A month later I got a call from an insurance company. I chuckled. Yes, I was available to give them a statement, which I did. When I found out it was the aggressor’s insurance company, I suggested they pay the woman everything she wanted and dump their customer because he was, in my opinion, a hotheaded lunatic.

More recently (aside from the attempted hit and run driver who threatened me after he finally stopped) I had a driver upset because I beeped my horn to let him know not to back out into oncoming traffic (me). Moments later, I saw him screaming up behind me and he laid on the horn.

At the next intersection, he swerved around me and back into my lane, missing a collision by inches. At that point, I called 9-1-1. I saw him looking back at me in his rearview and suspect he figured out my phone call wasn’t to my dearly departed mother and he drove away.
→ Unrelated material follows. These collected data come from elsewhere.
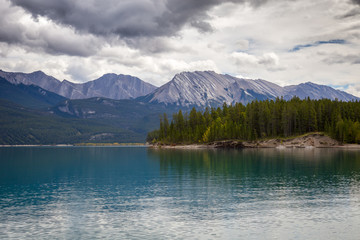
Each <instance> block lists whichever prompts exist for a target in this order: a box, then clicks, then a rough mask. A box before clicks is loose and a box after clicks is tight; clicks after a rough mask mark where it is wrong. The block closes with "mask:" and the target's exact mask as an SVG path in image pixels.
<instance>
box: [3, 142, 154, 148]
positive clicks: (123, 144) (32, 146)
mask: <svg viewBox="0 0 360 240" xmlns="http://www.w3.org/2000/svg"><path fill="white" fill-rule="evenodd" d="M148 146H149V145H148V144H146V143H74V144H14V145H11V144H4V145H0V148H1V147H148Z"/></svg>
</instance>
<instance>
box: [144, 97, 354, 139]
mask: <svg viewBox="0 0 360 240" xmlns="http://www.w3.org/2000/svg"><path fill="white" fill-rule="evenodd" d="M309 132H324V133H325V134H327V135H329V136H331V137H332V138H334V139H337V140H338V141H340V142H343V143H360V102H359V101H353V102H342V101H337V100H335V101H332V100H328V99H321V100H311V99H310V98H307V99H304V100H302V99H300V98H298V97H294V98H292V99H291V100H289V101H286V100H284V99H282V98H277V99H276V100H265V101H257V100H256V101H253V102H251V103H249V104H247V105H246V106H245V105H243V104H241V103H236V104H234V105H229V106H228V105H226V104H225V103H224V104H223V106H222V108H220V107H218V108H208V107H207V108H206V109H205V110H202V111H201V110H196V108H192V110H191V111H190V112H182V111H181V110H179V111H178V112H177V113H175V114H173V116H172V118H171V121H170V120H169V118H168V116H167V115H166V114H163V115H162V116H161V117H160V128H159V129H157V130H155V131H152V132H150V133H148V136H147V141H148V142H152V143H164V144H189V143H209V142H213V141H220V140H243V141H249V140H250V141H251V140H259V139H267V138H279V137H285V138H286V137H291V136H298V135H302V134H305V133H309Z"/></svg>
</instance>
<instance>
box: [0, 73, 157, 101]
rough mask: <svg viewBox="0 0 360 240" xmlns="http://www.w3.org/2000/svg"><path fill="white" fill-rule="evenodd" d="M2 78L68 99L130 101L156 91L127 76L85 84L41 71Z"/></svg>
mask: <svg viewBox="0 0 360 240" xmlns="http://www.w3.org/2000/svg"><path fill="white" fill-rule="evenodd" d="M0 77H3V78H4V79H6V80H7V81H9V82H10V83H12V84H15V85H18V84H24V85H36V86H39V87H41V88H43V89H45V90H48V91H51V92H54V93H56V94H58V95H61V96H63V97H66V98H70V99H84V98H91V97H105V98H112V99H130V98H137V97H139V96H143V95H146V94H148V93H150V92H152V91H153V90H155V89H156V87H155V86H153V85H151V84H149V83H146V82H144V81H142V80H141V79H139V78H137V77H133V76H129V75H121V74H120V75H116V74H105V75H103V76H102V77H100V78H98V79H96V80H93V81H89V82H86V83H72V82H69V81H66V80H64V81H62V82H61V81H59V80H57V79H56V78H54V77H51V76H48V75H46V74H45V73H43V72H41V71H37V72H33V73H29V74H27V73H11V72H4V71H2V70H0Z"/></svg>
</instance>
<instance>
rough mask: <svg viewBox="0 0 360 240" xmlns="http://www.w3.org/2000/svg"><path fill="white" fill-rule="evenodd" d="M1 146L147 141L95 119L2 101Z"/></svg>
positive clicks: (0, 101)
mask: <svg viewBox="0 0 360 240" xmlns="http://www.w3.org/2000/svg"><path fill="white" fill-rule="evenodd" d="M0 113H1V114H0V145H2V144H62V143H66V144H70V143H81V142H144V141H145V137H144V134H138V133H136V132H134V131H131V130H126V129H122V128H119V127H115V126H111V125H108V124H106V123H102V122H99V121H94V120H92V119H71V118H64V117H60V116H56V115H54V114H50V113H47V112H44V111H39V110H32V109H28V108H25V107H23V106H20V105H18V104H15V103H12V102H9V101H6V100H2V99H0Z"/></svg>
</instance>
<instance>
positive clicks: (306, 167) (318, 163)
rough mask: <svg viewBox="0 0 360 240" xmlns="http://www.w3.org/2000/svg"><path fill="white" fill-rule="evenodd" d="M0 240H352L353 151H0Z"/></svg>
mask: <svg viewBox="0 0 360 240" xmlns="http://www.w3.org/2000/svg"><path fill="white" fill-rule="evenodd" d="M0 158H1V159H0V210H1V211H0V239H327V240H328V239H359V238H360V151H356V150H347V151H344V150H336V149H313V150H309V149H297V150H296V149H295V150H286V149H284V150H276V149H263V150H251V149H249V150H238V151H235V150H234V151H221V150H165V149H164V150H154V149H148V148H125V147H120V148H115V147H64V148H61V147H54V148H52V147H48V148H47V147H28V148H0Z"/></svg>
That was a happy ending for everyone.

Using force, especially deadly force, should always be your very last resort. Nothing good comes from a defensive gun use except that you will hopefully live another day.

Having written that, you have foot-tons of energy under your right foot if someone — an angry road rager or a common criminal — runs up on your car with a weapon in their hand. Don’t be afraid to make them a hood ornament if circumstances require it for you to escape with your life.

2 thoughts on “Road Rage Happens: Maintain your distance!”
  1. Some good advice here. I never thought about before now about how people act so squirrely on those lane closures at construction sites. The guys absolutely right though now that I think about it. Oh, by the way …
    You punch out my window, I punch your ticket. Period.